Initially, some 63 nations signed onto Costa Rica's proposed resolution. In 2003, the UN General Assembly legal committee voted 80 to 79 to delay consideration of the clone ban for one year—largely because Islamic nations opposed it. The Organization of the Islamic Conference favors a consensus resolution on cloning rather than one that deeply divides the General Assembly. Islam doesn't seem to endorse the "life begins at conception" dogma of Roman Catholicism and many Protestant evangelical denominations.

Belgium, meanwhile, tried to counter the broad anti-cloning resolution with an alternative one that would ban only reproductive cloning and remain silent regarding the therapeutic variety. The Belgian resolution is backed by Britain, Japan, South Korea, and India, among others. In August, Britain granted its first license to a University of Newcastle laboratory to create cloned human embryos for the purpose of extracting stem cells.

"If other countries decide they want to ban therapeutic cloning then we respect that. All we are asking for is the same respect in return. We believe it would be totally wrong for the United Nations to attempt to override the position we have reached in the U.K. through our democratic process," declared Britain's UN ambassador Emyr Jones Parry during the debate over the resolution.

Political forces aren't alone in fighting the possible cloning ban. Additionally, 67 scientific academies from around the world, including the U.S. National Academy of Sciences, have signed a statement opposing a UN ban. "Cloning for research and therapeutic purposes," the letter states, "has considerable potential from a scientific perspective, and should be excluded from the ban on human cloning."

Although the U.S. House of Representatives has twice voted to criminalize both reproductive and therapeutic human cloning research, neither are in fact banned here since the proposed ban has never passed the Senate.

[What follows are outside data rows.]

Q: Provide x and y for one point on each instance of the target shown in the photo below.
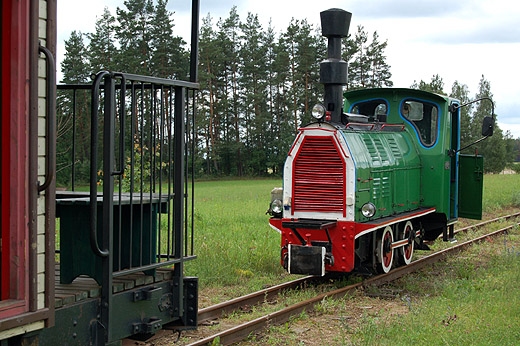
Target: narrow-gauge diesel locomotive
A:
(374, 176)
(97, 265)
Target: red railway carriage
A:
(116, 268)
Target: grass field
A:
(235, 246)
(237, 249)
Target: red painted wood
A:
(5, 147)
(15, 64)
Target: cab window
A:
(424, 117)
(376, 110)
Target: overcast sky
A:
(460, 40)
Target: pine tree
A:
(169, 57)
(493, 148)
(134, 35)
(253, 83)
(379, 75)
(101, 49)
(75, 69)
(461, 92)
(359, 63)
(74, 66)
(228, 37)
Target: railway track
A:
(240, 332)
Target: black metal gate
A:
(137, 214)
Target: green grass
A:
(474, 300)
(501, 191)
(234, 243)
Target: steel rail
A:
(241, 332)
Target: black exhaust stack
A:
(333, 71)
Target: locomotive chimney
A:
(333, 71)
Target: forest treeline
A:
(257, 86)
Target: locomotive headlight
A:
(318, 111)
(368, 209)
(276, 207)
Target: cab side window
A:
(376, 110)
(424, 117)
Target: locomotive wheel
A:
(384, 250)
(406, 252)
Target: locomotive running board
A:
(308, 260)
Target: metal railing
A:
(136, 146)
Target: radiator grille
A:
(319, 177)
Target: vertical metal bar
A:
(93, 163)
(194, 56)
(108, 210)
(178, 185)
(193, 129)
(73, 154)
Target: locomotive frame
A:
(121, 252)
(379, 172)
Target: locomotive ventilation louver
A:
(319, 187)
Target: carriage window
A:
(424, 117)
(374, 109)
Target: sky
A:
(460, 40)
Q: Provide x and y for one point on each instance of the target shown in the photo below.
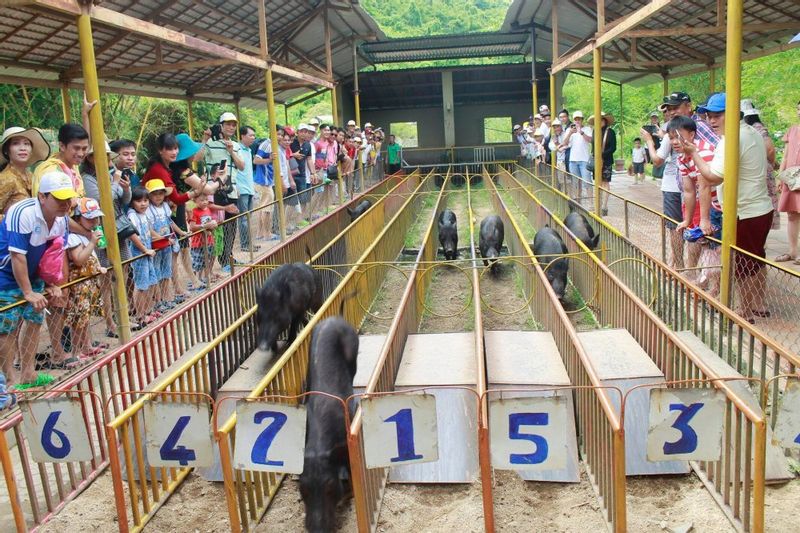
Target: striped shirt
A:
(688, 170)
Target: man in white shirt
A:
(753, 205)
(579, 139)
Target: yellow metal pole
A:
(190, 117)
(101, 165)
(273, 121)
(334, 107)
(65, 105)
(598, 125)
(711, 80)
(733, 94)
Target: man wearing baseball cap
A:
(753, 205)
(30, 227)
(228, 150)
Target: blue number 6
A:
(515, 420)
(48, 430)
(688, 441)
(259, 452)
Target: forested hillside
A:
(772, 82)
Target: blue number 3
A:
(48, 430)
(515, 420)
(259, 452)
(688, 441)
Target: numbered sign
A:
(400, 430)
(529, 433)
(178, 434)
(787, 430)
(685, 424)
(270, 437)
(56, 430)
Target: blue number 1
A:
(515, 420)
(688, 441)
(170, 452)
(405, 436)
(48, 430)
(259, 452)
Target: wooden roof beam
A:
(619, 28)
(711, 30)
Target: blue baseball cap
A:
(715, 104)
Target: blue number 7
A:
(515, 420)
(170, 452)
(688, 441)
(259, 452)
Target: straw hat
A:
(155, 185)
(608, 116)
(40, 150)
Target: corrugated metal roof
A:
(445, 47)
(657, 54)
(41, 45)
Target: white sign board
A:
(787, 429)
(529, 433)
(400, 430)
(270, 437)
(56, 430)
(178, 434)
(685, 424)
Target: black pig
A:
(491, 239)
(360, 209)
(448, 234)
(548, 242)
(581, 228)
(289, 292)
(326, 470)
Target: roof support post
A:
(92, 88)
(597, 136)
(355, 86)
(534, 91)
(65, 105)
(273, 122)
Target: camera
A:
(216, 132)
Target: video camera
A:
(216, 132)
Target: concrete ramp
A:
(530, 360)
(369, 349)
(620, 361)
(246, 377)
(777, 469)
(439, 359)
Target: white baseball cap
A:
(228, 117)
(58, 184)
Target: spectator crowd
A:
(172, 219)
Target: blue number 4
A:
(404, 421)
(515, 420)
(688, 441)
(260, 448)
(170, 452)
(48, 430)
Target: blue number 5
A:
(170, 452)
(48, 430)
(515, 420)
(688, 441)
(259, 452)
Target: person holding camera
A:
(225, 152)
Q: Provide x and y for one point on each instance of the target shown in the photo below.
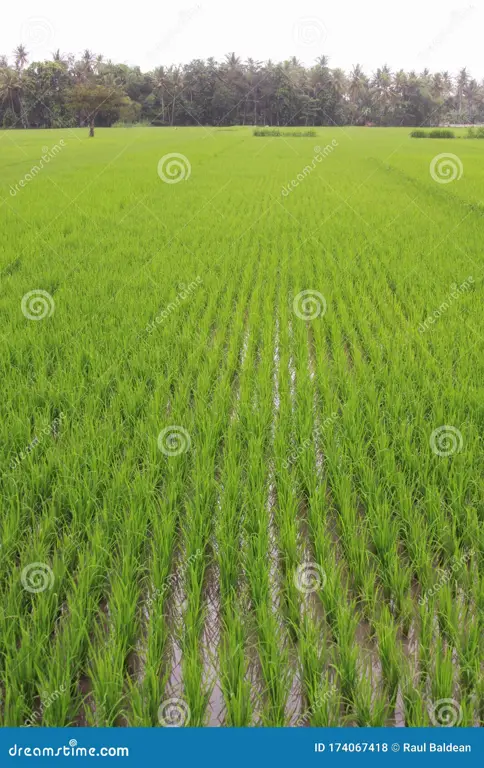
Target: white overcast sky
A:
(413, 34)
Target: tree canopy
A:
(68, 91)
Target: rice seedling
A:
(240, 438)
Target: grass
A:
(293, 134)
(216, 490)
(436, 133)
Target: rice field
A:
(241, 429)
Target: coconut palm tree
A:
(21, 57)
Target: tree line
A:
(67, 91)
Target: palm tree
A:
(462, 80)
(158, 78)
(9, 85)
(21, 57)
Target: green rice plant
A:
(310, 347)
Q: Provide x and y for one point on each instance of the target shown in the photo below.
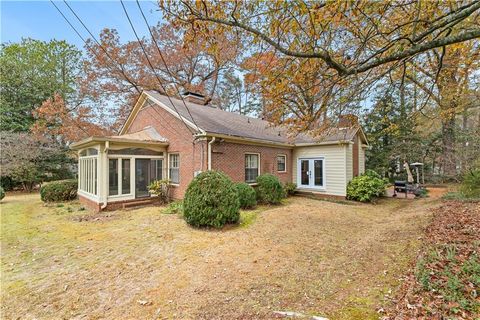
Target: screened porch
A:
(120, 168)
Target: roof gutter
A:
(94, 139)
(210, 153)
(246, 140)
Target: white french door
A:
(311, 173)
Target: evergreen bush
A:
(269, 189)
(211, 200)
(367, 187)
(62, 190)
(246, 195)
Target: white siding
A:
(361, 157)
(349, 162)
(334, 155)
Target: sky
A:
(40, 20)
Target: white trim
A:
(311, 186)
(259, 172)
(168, 168)
(133, 156)
(285, 156)
(87, 195)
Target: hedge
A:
(211, 200)
(62, 190)
(246, 195)
(366, 188)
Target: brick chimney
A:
(347, 120)
(194, 98)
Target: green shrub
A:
(246, 195)
(289, 188)
(372, 173)
(269, 189)
(470, 187)
(160, 188)
(211, 200)
(62, 190)
(175, 207)
(366, 188)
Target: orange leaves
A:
(54, 118)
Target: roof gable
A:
(213, 121)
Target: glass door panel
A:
(305, 172)
(142, 167)
(318, 172)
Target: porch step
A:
(137, 203)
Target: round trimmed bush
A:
(211, 200)
(366, 188)
(246, 195)
(63, 190)
(269, 189)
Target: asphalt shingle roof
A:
(215, 120)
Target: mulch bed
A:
(448, 259)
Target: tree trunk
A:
(448, 148)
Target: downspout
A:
(210, 153)
(104, 196)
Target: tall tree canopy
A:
(120, 71)
(328, 47)
(31, 72)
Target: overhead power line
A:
(106, 53)
(163, 59)
(153, 68)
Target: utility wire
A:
(105, 51)
(99, 44)
(163, 60)
(152, 67)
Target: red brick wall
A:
(230, 158)
(180, 141)
(355, 156)
(227, 157)
(90, 204)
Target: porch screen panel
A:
(87, 174)
(112, 177)
(125, 176)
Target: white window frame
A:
(311, 185)
(284, 157)
(89, 173)
(132, 158)
(245, 165)
(169, 167)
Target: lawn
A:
(336, 260)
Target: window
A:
(174, 167)
(156, 169)
(118, 177)
(125, 176)
(282, 163)
(252, 168)
(112, 177)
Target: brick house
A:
(163, 139)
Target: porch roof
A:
(147, 136)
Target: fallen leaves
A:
(445, 281)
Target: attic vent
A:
(194, 98)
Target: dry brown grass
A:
(309, 256)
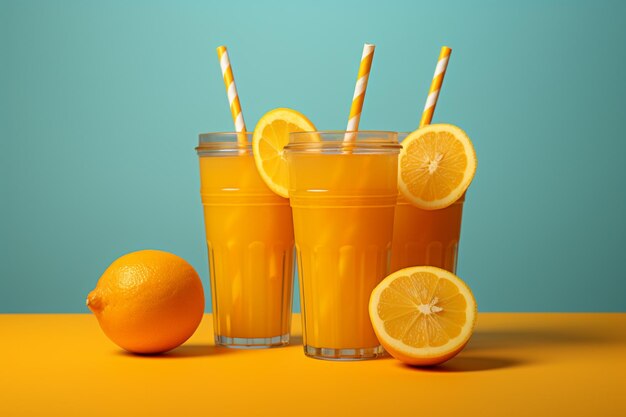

Bernard Siegel, executive director of the pro-cloning Genetics Policy Institute, believes that the Bush administration pushed for a global ban on reproductive and therapeutic cloning as a way to energize his pro-life political base during an election year. "It's a symbolic crusade against stem-cell research," he says. Siegel, who has been at the forefront of opposition to the possible UN ban, organized a scientific conference on the topic at the UN in June 2004 featuring some very high-powered scientists, including Ian Wilmot, the cloner of Dolly the sheep.

Given that support for a ban on therapeutic cloning seems to be eroding—seven African countries that once backed the Costa Rican resolution no longer do—Siegel hopes for two outcomes at the end of the week. The first: the UN legal committee delays consideration of the proposed ban for another year. The second: a behind-the-scenes effort arises to craft language that can be broadly approved by the General Assembly later—language he has reason to believe would be less harsh on cloning than the Costa Rican proposal.

Siegel believes either outcome would amount to a defeat for the Bush administration and other opponents of therapeutic cloning. Such a defeat, says Siegel, "would be a great victory for scientific researchers and patient groups."